City Government and Politics

The Restoration had a dramatic effect on the political landscape at Gloucester. The government and royalist landowners moved decisively to bring to an end the city's fiercely defended autonomy, its extensive jurisdiction over the inshire, and the puritan ascendancy on the corporation. The Crown was motivated not just by a desire for revenge against a community which had so thwarted royalist designs in 1643, but by fears that Gloucester might serve as a focus for future risings by old, incorrigible supporters of the parliamentary cause. In October 1660 there were reports that Edmund Ludlow was at Gloucester and that an uprising was being planned. (fn. 1) The city figured in further rumours of radical sedition and agitation in November 1661 and in January 1664. (fn. 2) Francis Topp wrote from Gloucestershire in May 1662 that 'every day there is preaching and rumour', which he hoped would be over soon after 'the dismantling of our neighbour the city of Gloucester and others in the west that withstood the late king'. (fn. 3)
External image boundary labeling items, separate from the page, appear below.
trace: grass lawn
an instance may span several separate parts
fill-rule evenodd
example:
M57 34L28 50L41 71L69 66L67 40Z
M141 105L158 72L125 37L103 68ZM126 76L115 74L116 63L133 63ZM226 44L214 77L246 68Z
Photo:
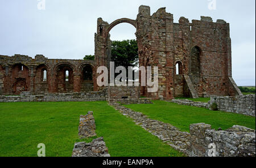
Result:
M205 98L205 97L199 97L196 98L189 98L189 97L177 97L175 99L182 99L182 100L189 100L193 101L200 101L200 102L208 102L210 100L210 98Z
M0 103L0 156L71 156L80 114L93 111L96 133L112 156L181 156L106 102ZM86 139L89 141L92 139Z
M169 123L183 131L189 131L189 125L205 123L213 128L225 130L233 125L241 125L255 130L255 117L242 114L210 111L210 110L181 105L163 101L153 101L154 104L129 105L126 107L141 112L149 118Z

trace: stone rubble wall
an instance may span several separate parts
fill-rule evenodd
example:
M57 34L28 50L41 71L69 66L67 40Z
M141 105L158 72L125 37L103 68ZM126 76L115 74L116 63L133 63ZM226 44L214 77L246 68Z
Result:
M123 115L131 118L137 124L141 126L152 135L167 143L176 150L185 153L189 144L189 133L181 132L169 123L150 119L141 113L135 112L115 102L110 104Z
M109 86L108 95L109 99L122 99L123 97L138 99L141 96L140 87Z
M110 157L110 155L108 153L103 137L101 137L89 143L75 143L72 157Z
M31 95L30 92L22 92L20 96L0 96L0 102L106 101L107 97L106 89L98 92L93 91L88 93L47 93L40 95Z
M255 156L255 130L233 126L225 131L216 131L205 123L190 125L190 157L208 157L210 144L216 145L216 157Z
M79 135L81 138L86 138L96 136L95 130L95 120L93 111L88 111L85 115L81 115L79 126Z
M120 99L109 99L109 102L119 102L123 105L130 104L151 104L152 99L150 98L120 98Z
M80 115L79 135L80 138L86 138L97 136L95 130L94 118L93 111L88 111L85 115ZM72 157L110 157L108 149L103 139L100 137L92 140L92 142L79 142L75 143Z
M153 120L141 113L110 104L123 115L131 118L141 126L174 149L191 157L208 157L209 144L216 145L216 156L255 156L255 130L243 126L234 126L226 131L216 131L205 123L190 125L190 133L182 132L177 127Z
M221 111L255 117L255 95L242 95L234 97L210 97L210 104L214 102Z

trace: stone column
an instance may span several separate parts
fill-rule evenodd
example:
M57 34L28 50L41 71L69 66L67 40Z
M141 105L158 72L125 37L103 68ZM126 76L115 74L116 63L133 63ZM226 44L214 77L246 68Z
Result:
M56 87L57 87L57 83L56 83L56 75L57 73L55 72L51 72L50 74L49 79L49 93L55 93L57 92Z
M81 91L81 74L79 73L74 73L73 91L74 92L79 92Z

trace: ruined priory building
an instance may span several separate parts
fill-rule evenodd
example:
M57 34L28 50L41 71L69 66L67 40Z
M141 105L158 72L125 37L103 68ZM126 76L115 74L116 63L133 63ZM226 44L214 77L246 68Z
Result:
M241 94L232 79L229 23L205 16L192 23L181 17L174 23L165 8L151 15L150 7L141 6L136 20L122 18L109 24L98 19L94 61L0 55L0 94L98 91L97 68L109 67L111 60L109 33L122 23L137 29L139 66L158 66L158 91L148 93L141 87L141 95L170 100Z

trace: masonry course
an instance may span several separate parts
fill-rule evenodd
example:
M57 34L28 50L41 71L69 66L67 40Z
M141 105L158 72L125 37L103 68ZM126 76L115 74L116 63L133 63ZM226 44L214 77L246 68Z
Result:
M182 132L170 123L150 119L141 113L110 104L123 115L130 117L137 124L166 142L174 149L190 157L209 157L210 144L216 146L217 157L255 157L254 130L233 126L226 130L216 131L205 123L190 125L190 133Z
M97 69L101 66L109 67L109 32L122 23L136 28L139 66L158 67L158 92L150 93L146 87L140 87L137 92L141 95L172 100L181 96L241 94L232 78L229 23L220 19L213 22L207 16L191 22L180 17L179 23L174 23L173 15L167 12L166 8L151 15L150 7L143 5L135 20L121 18L109 24L98 19L94 60L48 59L43 55L35 58L19 54L0 55L0 94L102 89L97 85Z

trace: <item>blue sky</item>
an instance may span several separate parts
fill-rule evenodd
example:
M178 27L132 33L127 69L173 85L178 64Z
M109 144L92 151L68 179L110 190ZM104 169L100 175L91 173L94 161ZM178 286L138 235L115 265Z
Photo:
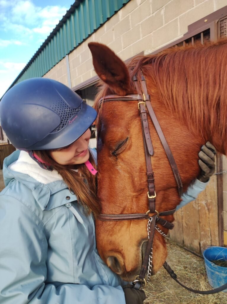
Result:
M0 98L74 3L0 0Z

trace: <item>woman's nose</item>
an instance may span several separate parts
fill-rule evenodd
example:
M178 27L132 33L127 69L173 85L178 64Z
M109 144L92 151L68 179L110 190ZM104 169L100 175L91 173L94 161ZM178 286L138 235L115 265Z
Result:
M77 140L76 140L75 143L76 145L76 150L79 152L81 152L87 149L88 143L84 138L80 137Z

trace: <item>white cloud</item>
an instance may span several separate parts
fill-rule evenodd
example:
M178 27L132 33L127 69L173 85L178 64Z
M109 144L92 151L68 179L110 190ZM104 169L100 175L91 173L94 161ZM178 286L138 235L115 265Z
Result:
M45 34L48 36L50 33L52 32L53 29L52 27L43 26L42 27L36 27L33 29L32 30L35 33Z
M25 66L23 62L0 61L0 98Z
M0 0L0 30L17 35L17 39L25 42L38 34L43 41L64 15L67 8L36 5L31 0Z
M25 64L24 62L12 62L0 61L0 66L1 66L7 70L13 70L21 71L25 66Z
M22 52L24 58L29 50L28 62L31 54L35 53L68 9L68 7L64 6L64 2L62 2L61 5L55 3L54 5L42 7L41 5L35 5L32 0L0 0L0 48L2 51L0 53L0 97L25 65L23 63L13 62L14 59L11 59L9 57L6 59L7 56L10 56L7 53L8 50L15 50L14 54L16 54L19 58ZM19 51L18 52L18 47ZM32 51L32 47L36 49ZM32 51L34 53L31 53Z
M19 40L11 39L10 40L4 40L0 38L0 47L8 47L10 44L15 44L16 45L22 45L23 43Z

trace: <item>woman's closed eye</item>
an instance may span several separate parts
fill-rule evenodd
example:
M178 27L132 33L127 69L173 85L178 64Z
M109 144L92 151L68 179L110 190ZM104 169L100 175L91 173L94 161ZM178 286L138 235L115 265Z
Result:
M112 152L112 154L116 156L117 154L119 154L122 152L127 146L128 142L128 139L129 137L127 137L125 139L119 143L115 149Z

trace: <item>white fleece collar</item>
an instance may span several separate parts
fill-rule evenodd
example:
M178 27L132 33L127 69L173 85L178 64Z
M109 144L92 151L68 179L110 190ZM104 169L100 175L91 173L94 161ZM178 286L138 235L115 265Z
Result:
M27 174L42 184L46 184L56 181L62 181L61 176L56 170L46 170L39 167L25 151L21 151L18 159L8 167L12 171Z

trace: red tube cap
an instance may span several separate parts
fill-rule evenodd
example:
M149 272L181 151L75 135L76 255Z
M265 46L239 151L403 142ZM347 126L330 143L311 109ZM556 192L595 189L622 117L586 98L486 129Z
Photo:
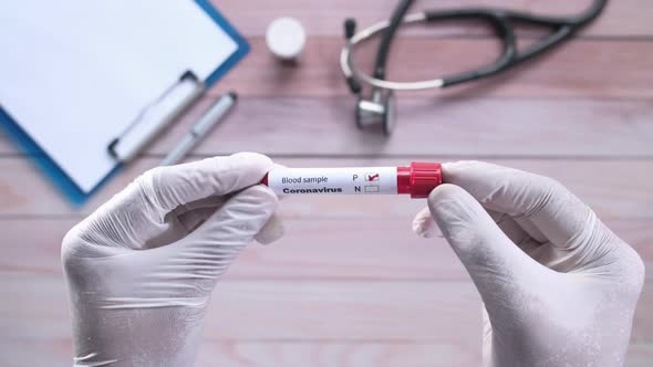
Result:
M442 184L442 165L414 161L397 167L397 193L410 193L413 199L427 198Z

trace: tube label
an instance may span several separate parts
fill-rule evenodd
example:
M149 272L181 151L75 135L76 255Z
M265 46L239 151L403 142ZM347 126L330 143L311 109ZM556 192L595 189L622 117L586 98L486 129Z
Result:
M284 168L268 174L277 195L396 195L396 167Z

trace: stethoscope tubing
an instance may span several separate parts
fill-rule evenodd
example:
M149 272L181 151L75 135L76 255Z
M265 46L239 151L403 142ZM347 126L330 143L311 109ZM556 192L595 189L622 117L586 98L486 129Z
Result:
M520 12L495 10L495 9L464 9L450 11L425 11L407 14L404 17L402 24L412 24L419 22L435 22L445 20L471 20L478 19L488 22L502 42L501 55L490 65L460 74L438 77L421 82L393 82L376 78L362 70L357 69L353 61L353 51L356 44L364 42L380 32L387 29L390 21L374 23L364 30L353 34L345 43L341 55L340 66L342 73L352 83L363 82L376 88L393 91L421 91L431 88L443 88L474 80L488 77L501 73L516 64L525 62L536 55L539 55L557 44L569 39L576 31L587 25L595 19L603 10L607 0L597 0L592 7L579 17L556 18L538 17ZM551 28L553 31L543 40L526 48L524 51L517 49L517 36L514 32L512 23L529 23ZM352 87L353 90L353 87Z

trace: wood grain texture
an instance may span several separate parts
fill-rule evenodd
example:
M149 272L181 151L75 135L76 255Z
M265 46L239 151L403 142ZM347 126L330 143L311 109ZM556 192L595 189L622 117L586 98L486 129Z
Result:
M70 335L61 275L2 272L3 338ZM48 305L44 307L43 305ZM644 285L632 343L653 343L653 282ZM38 331L38 334L35 332ZM218 284L205 337L219 340L356 340L480 345L480 297L470 281L229 281Z
M59 245L76 219L0 220L3 242L15 245L0 258L0 271L58 274ZM653 220L608 220L653 269ZM423 239L411 218L286 219L286 235L251 244L225 281L468 281L443 238ZM24 261L29 259L29 261ZM653 272L646 274L653 281Z
M0 345L66 340L70 321L61 275L2 272L7 300ZM392 296L390 296L392 295ZM632 343L653 343L653 283L646 283ZM48 305L44 307L43 305ZM220 342L433 343L480 348L480 300L470 282L220 283L205 337Z
M147 149L163 155L215 102L205 97ZM355 127L351 97L242 97L194 151L282 156L653 157L653 102L611 99L398 99L391 139ZM266 112L261 115L261 112ZM470 134L471 133L471 134ZM300 136L319 136L300 139ZM0 155L19 155L0 132Z
M411 158L280 158L289 167L397 166L411 160L439 160L437 156ZM455 157L450 157L456 160ZM157 165L159 159L141 159L116 175L83 208L72 207L49 180L43 179L25 158L0 159L0 217L83 216L108 200L135 177ZM653 180L649 160L630 159L490 159L504 166L550 176L590 205L601 218L652 218ZM605 174L608 172L608 174ZM379 218L411 219L424 206L423 200L402 196L290 197L280 206L287 218Z
M613 0L554 52L481 83L401 93L394 136L359 132L338 66L342 21L386 19L396 0L211 0L252 52L84 207L72 207L0 133L0 366L70 366L59 243L82 217L157 165L218 95L235 113L190 159L252 150L287 166L483 159L551 176L588 202L653 266L653 2ZM501 6L572 14L591 0L419 1L415 10ZM266 50L269 22L297 17L309 34L299 65ZM542 33L520 30L521 45ZM402 31L388 74L435 77L490 62L498 43L474 24ZM356 60L369 67L375 44ZM318 141L315 141L318 138ZM480 300L443 239L411 220L404 197L289 198L287 235L251 245L218 285L198 366L425 367L480 365ZM382 229L382 230L380 230ZM653 360L653 272L633 324L628 367Z
M385 20L396 6L394 0L284 0L270 6L266 0L211 1L224 11L238 29L247 35L262 35L268 24L278 17L294 17L303 22L309 35L330 35L341 38L342 22L354 17L360 27ZM417 1L413 11L439 10L469 7L501 7L516 11L529 11L542 15L572 15L580 13L591 0L439 0ZM603 14L588 28L583 35L591 36L649 36L653 35L653 24L649 14L653 4L647 0L610 1ZM487 34L473 27L452 27L437 31L432 27L416 27L408 34L416 35L468 35Z
M249 40L252 53L211 91L238 86L247 96L343 96L349 92L338 60L342 40L311 39L299 67L279 63L262 38ZM373 50L373 49L371 49ZM398 81L435 78L443 73L474 69L498 56L498 43L483 39L398 39L393 43L388 77ZM374 53L361 51L360 67ZM435 98L550 97L651 98L653 48L642 40L574 40L547 55L500 76L443 91L400 93ZM608 72L610 71L610 72Z

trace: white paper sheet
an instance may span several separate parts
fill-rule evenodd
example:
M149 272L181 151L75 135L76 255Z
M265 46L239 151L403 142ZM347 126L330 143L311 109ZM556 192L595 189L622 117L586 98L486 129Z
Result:
M236 50L193 0L0 1L0 104L89 192L145 105Z

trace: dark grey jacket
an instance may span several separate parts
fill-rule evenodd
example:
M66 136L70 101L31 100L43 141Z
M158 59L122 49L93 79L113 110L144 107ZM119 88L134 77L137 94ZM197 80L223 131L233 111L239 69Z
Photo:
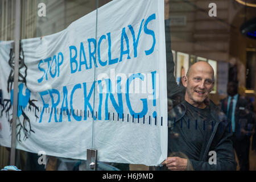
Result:
M183 100L184 96L184 86L179 86L174 77L174 62L171 46L171 36L170 31L170 23L166 20L166 44L167 75L167 94L169 98L175 95L180 95ZM175 113L176 115L176 123L179 123L183 119L188 119L186 114L187 108L182 102L177 106L181 109ZM203 146L199 161L188 160L188 170L236 170L236 162L233 143L230 137L232 130L230 123L228 121L225 114L221 112L218 108L212 102L210 103L210 114L214 118L213 122L213 131L208 142ZM177 109L175 107L174 109ZM181 110L181 111L180 111ZM189 133L188 133L189 135ZM188 146L188 150L189 147ZM217 164L209 164L208 162L209 152L214 151L217 154Z
M207 142L203 144L199 161L188 159L187 170L236 170L237 163L231 140L232 132L230 123L213 102L210 102L209 107L210 114L214 119L212 123L213 127L210 137ZM182 119L188 121L189 119L186 114L187 107L184 102L174 110L177 115L175 119L172 118L170 120L175 121L176 127L180 126ZM169 130L170 132L171 131ZM191 135L189 133L187 134ZM187 148L188 150L190 148L189 146ZM216 152L216 164L210 164L209 163L209 159L211 157L209 155L210 151Z

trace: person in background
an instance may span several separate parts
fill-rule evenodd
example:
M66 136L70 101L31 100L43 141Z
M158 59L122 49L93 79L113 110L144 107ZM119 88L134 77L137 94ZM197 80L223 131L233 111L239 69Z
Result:
M221 109L231 121L232 138L241 171L249 170L250 136L254 125L254 114L250 103L238 93L238 84L228 84L228 96L220 101Z

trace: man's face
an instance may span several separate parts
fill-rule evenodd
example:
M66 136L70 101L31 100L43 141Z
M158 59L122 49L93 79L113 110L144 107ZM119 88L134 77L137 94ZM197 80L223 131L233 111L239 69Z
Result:
M207 64L191 68L188 77L183 79L186 87L185 100L191 105L200 107L214 86L214 73Z

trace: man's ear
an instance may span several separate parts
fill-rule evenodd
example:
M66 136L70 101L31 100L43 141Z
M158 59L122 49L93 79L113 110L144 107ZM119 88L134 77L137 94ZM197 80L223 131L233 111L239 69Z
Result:
M181 78L182 84L183 86L187 88L187 85L188 84L188 78L185 76L183 76Z

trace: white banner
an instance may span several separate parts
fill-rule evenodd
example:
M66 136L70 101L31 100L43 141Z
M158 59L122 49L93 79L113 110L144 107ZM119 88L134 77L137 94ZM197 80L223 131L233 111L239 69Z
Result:
M21 41L17 148L157 166L167 156L164 1L113 1ZM10 146L13 42L0 42L0 144ZM9 109L9 108L10 108Z

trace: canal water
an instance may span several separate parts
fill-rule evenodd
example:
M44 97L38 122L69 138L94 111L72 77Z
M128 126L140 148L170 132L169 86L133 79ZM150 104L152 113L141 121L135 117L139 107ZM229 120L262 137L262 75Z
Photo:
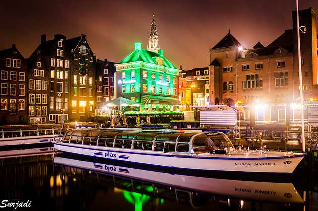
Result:
M293 176L175 173L50 146L15 149L0 151L0 206L7 206L0 211L14 210L8 203L19 200L30 207L16 210L314 211L317 176L302 166Z

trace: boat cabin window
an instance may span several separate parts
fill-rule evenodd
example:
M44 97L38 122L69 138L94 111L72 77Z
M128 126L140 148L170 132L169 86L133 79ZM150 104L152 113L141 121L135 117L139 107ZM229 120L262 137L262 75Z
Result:
M152 141L158 134L156 133L139 133L135 138L136 140L147 140Z
M187 142L188 143L191 140L191 138L195 135L195 133L185 133L183 134L179 137L178 139L178 142Z
M212 150L217 149L212 141L205 134L194 137L192 146L193 151L197 154L210 153Z
M161 134L156 137L157 141L176 141L179 134Z
M99 131L88 131L85 133L83 139L83 144L96 146L97 143L97 137L100 133Z
M228 146L228 142L223 136L219 133L210 133L206 135L212 141L214 145L219 149L223 149ZM231 142L229 142L230 147L234 147Z
M155 142L154 151L163 152L164 148L164 142Z
M178 143L177 144L177 152L189 152L189 144Z
M166 143L164 145L164 152L175 152L175 143Z

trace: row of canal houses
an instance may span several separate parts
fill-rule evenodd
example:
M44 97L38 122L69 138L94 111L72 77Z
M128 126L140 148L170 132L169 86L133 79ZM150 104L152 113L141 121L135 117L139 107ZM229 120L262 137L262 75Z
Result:
M114 98L115 64L96 59L84 34L42 35L28 58L14 44L0 51L1 124L91 120Z

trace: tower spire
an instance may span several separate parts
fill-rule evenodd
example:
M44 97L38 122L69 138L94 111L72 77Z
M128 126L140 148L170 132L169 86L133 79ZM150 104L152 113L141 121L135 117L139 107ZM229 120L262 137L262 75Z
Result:
M156 20L155 20L155 14L153 13L153 20L152 20L149 34L149 44L147 46L147 50L157 53L159 49L160 49L160 46L158 41L157 27L156 25Z

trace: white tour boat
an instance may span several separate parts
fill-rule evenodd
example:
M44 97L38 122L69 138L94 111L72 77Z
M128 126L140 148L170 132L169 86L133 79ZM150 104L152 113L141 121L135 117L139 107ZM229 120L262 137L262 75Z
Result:
M41 126L36 128L3 127L0 130L0 148L28 144L52 143L60 141L63 135L61 127Z
M303 153L237 150L222 132L191 130L75 129L54 145L56 149L67 153L200 171L290 173L305 156Z
M59 156L54 157L54 162L66 167L100 172L103 174L141 180L147 182L173 187L179 190L209 193L231 198L265 201L285 203L303 203L294 185L291 183L235 180L228 179L197 177L172 174L96 163ZM76 170L70 170L80 173ZM80 174L84 175L83 174ZM74 177L73 174L72 176ZM139 184L140 183L136 183Z

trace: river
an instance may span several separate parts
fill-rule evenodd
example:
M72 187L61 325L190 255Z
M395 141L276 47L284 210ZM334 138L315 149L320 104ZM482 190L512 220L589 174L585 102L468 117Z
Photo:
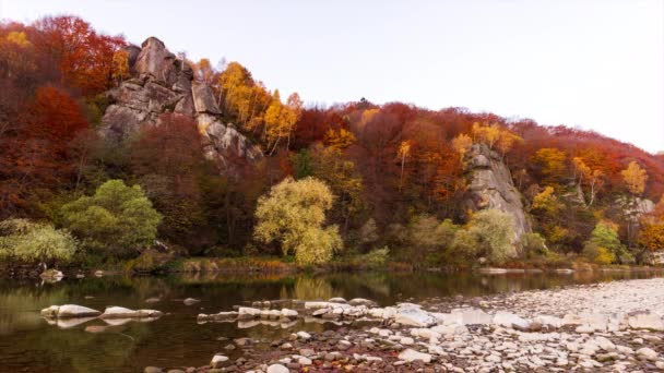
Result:
M335 273L275 276L166 276L66 278L56 284L0 279L0 372L142 372L144 366L200 366L228 339L269 341L297 330L321 332L333 324L287 328L259 324L197 323L199 313L230 311L258 300L366 298L380 305L432 298L476 297L506 291L546 289L613 279L648 278L657 273L443 274ZM145 302L159 298L155 303ZM186 305L186 298L200 302ZM73 327L50 325L39 310L51 304L155 309L166 315L150 323L109 326L91 320ZM92 327L91 327L92 326ZM95 327L97 326L97 327ZM91 333L97 332L97 333ZM102 333L99 333L102 332ZM259 348L270 348L269 342ZM227 354L240 351L224 351Z

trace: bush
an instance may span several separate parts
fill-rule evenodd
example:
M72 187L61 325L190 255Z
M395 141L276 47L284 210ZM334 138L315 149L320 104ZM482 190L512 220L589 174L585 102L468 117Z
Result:
M334 195L315 178L286 178L259 198L254 238L278 242L284 255L295 254L299 265L327 263L343 244L336 226L322 228Z
M128 256L151 245L162 221L141 186L127 186L121 180L102 184L93 196L82 196L62 206L67 228L85 246Z
M618 238L618 227L610 221L600 221L583 246L583 256L597 264L630 263L632 256Z
M540 233L525 233L520 240L521 253L525 258L548 256L546 240Z
M483 209L473 214L464 229L454 237L454 250L464 255L485 256L494 264L514 257L517 251L512 216L498 209Z
M76 251L76 240L67 231L49 224L26 219L0 222L0 260L36 264L68 263Z

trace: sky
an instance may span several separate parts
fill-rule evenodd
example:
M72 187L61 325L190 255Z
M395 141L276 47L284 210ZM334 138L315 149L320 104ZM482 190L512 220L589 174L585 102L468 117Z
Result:
M465 107L664 151L663 0L0 0L0 19L57 14L308 104Z

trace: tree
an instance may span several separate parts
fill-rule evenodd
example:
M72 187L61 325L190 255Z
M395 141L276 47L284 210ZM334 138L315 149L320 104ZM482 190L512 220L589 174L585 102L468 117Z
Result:
M566 160L565 152L555 147L541 148L532 157L532 163L545 185L556 185L561 181L565 176Z
M67 230L55 229L50 224L0 221L0 260L52 266L70 262L76 248L76 240Z
M648 181L648 172L639 164L633 160L630 161L620 175L622 175L622 180L631 194L635 196L643 194L645 182Z
M473 145L473 139L462 133L452 140L452 148L459 153L459 157L463 160L463 157Z
M109 180L93 196L82 196L62 206L64 226L92 250L118 256L134 254L151 245L162 215L139 185Z
M412 145L413 144L407 140L402 141L401 144L399 144L399 151L396 152L396 156L401 158L401 176L399 178L399 191L401 191L401 188L403 185L403 167L406 164L406 158L411 156Z
M254 238L278 242L284 255L294 253L299 265L329 262L342 248L336 226L323 228L334 195L320 180L286 178L261 196L256 209Z
M479 210L456 232L453 246L460 251L472 250L495 264L514 257L514 221L510 214L495 208Z
M127 50L118 49L112 55L111 76L117 85L129 77L129 52Z
M346 159L337 148L317 144L310 154L311 175L328 183L337 196L332 215L336 221L343 221L343 231L346 232L351 217L364 208L363 177L355 163Z
M210 173L195 123L179 115L159 117L159 125L140 133L130 157L132 173L164 216L159 236L195 249L197 228L205 221L200 180Z
M325 132L323 143L337 149L345 149L356 141L357 139L355 139L353 132L340 128L339 130L329 129L328 132Z
M629 263L631 255L618 238L618 227L610 221L600 221L583 246L583 255L597 264Z

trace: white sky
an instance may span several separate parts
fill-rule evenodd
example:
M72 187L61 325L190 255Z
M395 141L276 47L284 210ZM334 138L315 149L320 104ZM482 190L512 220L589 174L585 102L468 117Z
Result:
M285 97L366 97L593 129L664 149L663 0L0 0L245 64Z

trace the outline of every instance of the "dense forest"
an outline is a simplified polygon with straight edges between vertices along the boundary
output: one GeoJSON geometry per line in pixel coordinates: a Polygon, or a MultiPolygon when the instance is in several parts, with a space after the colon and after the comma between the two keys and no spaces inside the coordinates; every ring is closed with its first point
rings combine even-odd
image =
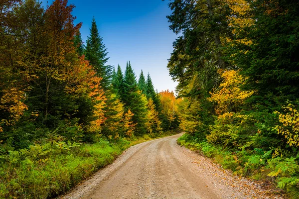
{"type": "Polygon", "coordinates": [[[174,0],[181,145],[299,198],[299,2],[174,0]]]}
{"type": "Polygon", "coordinates": [[[0,198],[54,197],[178,129],[179,144],[299,198],[298,1],[167,2],[176,96],[108,64],[95,19],[83,42],[67,0],[1,1],[0,198]]]}
{"type": "Polygon", "coordinates": [[[108,65],[95,19],[83,43],[74,7],[0,3],[0,198],[55,197],[179,125],[173,93],[108,65]]]}

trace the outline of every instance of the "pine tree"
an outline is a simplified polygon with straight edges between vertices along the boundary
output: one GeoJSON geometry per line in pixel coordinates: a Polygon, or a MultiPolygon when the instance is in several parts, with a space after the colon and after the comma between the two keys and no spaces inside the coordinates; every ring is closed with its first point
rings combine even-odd
{"type": "Polygon", "coordinates": [[[124,95],[122,100],[126,108],[130,109],[134,115],[133,121],[136,124],[136,132],[138,134],[145,134],[146,131],[147,104],[146,97],[138,90],[136,76],[132,69],[131,63],[127,63],[125,72],[124,95]]]}
{"type": "Polygon", "coordinates": [[[162,122],[159,119],[158,113],[155,110],[155,105],[151,99],[149,100],[148,107],[147,130],[151,134],[158,133],[162,130],[162,122]]]}
{"type": "Polygon", "coordinates": [[[148,74],[148,77],[147,78],[147,97],[148,99],[151,99],[153,101],[153,103],[155,105],[155,109],[158,112],[161,110],[161,105],[160,100],[159,100],[158,96],[156,93],[154,91],[154,88],[152,82],[151,81],[151,78],[150,76],[150,73],[148,74]]]}
{"type": "Polygon", "coordinates": [[[123,100],[124,99],[124,75],[122,72],[122,68],[121,66],[119,65],[117,67],[117,71],[112,80],[112,85],[113,88],[116,90],[117,95],[122,100],[123,100]]]}
{"type": "Polygon", "coordinates": [[[123,131],[125,135],[128,137],[131,137],[133,135],[135,129],[136,123],[133,122],[132,118],[134,115],[131,110],[128,110],[128,112],[125,114],[125,117],[123,120],[123,131]]]}
{"type": "Polygon", "coordinates": [[[84,45],[80,31],[78,31],[75,35],[74,46],[76,47],[76,52],[79,56],[82,56],[84,54],[84,45]]]}
{"type": "Polygon", "coordinates": [[[142,70],[141,70],[141,73],[139,76],[138,88],[139,90],[142,92],[143,94],[147,95],[147,82],[146,82],[146,78],[144,75],[142,70]]]}
{"type": "Polygon", "coordinates": [[[130,62],[127,63],[124,83],[125,84],[124,96],[122,100],[125,104],[130,105],[132,100],[132,94],[138,90],[136,76],[130,62]]]}
{"type": "Polygon", "coordinates": [[[112,66],[105,65],[109,59],[107,57],[107,50],[94,17],[91,22],[90,35],[86,42],[85,55],[86,59],[96,70],[97,75],[103,78],[102,83],[105,91],[110,85],[112,72],[112,66]]]}

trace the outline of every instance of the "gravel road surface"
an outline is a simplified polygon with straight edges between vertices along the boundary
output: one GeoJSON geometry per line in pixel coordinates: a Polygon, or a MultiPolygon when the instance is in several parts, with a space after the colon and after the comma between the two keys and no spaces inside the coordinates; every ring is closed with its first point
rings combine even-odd
{"type": "Polygon", "coordinates": [[[283,199],[184,147],[182,133],[127,149],[61,199],[283,199]]]}

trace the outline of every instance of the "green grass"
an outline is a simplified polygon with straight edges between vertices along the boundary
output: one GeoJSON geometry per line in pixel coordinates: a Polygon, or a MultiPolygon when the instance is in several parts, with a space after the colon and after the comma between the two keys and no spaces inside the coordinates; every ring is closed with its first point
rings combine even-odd
{"type": "Polygon", "coordinates": [[[234,175],[273,184],[285,191],[290,199],[299,198],[298,157],[273,157],[272,150],[264,152],[260,149],[231,151],[220,145],[194,139],[187,133],[177,142],[211,158],[224,169],[232,171],[234,175]]]}
{"type": "Polygon", "coordinates": [[[54,198],[112,163],[130,146],[152,139],[100,139],[93,144],[54,141],[10,151],[0,156],[0,199],[54,198]]]}
{"type": "Polygon", "coordinates": [[[62,149],[55,144],[36,145],[41,146],[44,154],[30,149],[11,152],[0,168],[0,198],[55,197],[113,162],[130,142],[103,142],[72,148],[63,145],[62,149]]]}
Most of Gloucester's town walls were demolished in 1662 under the supervision of Lord Herbert, the lord lieutenant. (fn. 4) In 1661 a bill was introduced into parliament providing for the return of the inshire to the county. (fn. 5) The corporation spent over £160 defending its powers, and twice petitioned the king, but the measure was enacted in May 1662. (fn. 6) The same year the whole governing body of the city came under attack. Since 1660 a number of former parliamentarians like Alderman Thomas Pury and Edward Nourse had left Gloucester, mainly for the greater safety of the capital. (fn. 7) In July 1662 Lord Herbert and a contingent of county landowners, commissioners under the Corporations Act of 1661, visited the city and proceeded to eject 22 members of the corporation; nine more were dismissed in October 1662 and four more the following March. (fn. 8) The purge of three quarters of the ruling body appeared all the more drastic because during the 1640s and 1650s few members of the corporation had been deprived. Moreover 1662 and 1663 saw only the first wave of removals; there was further replacement of personnel in 1672, 1683, and under James II.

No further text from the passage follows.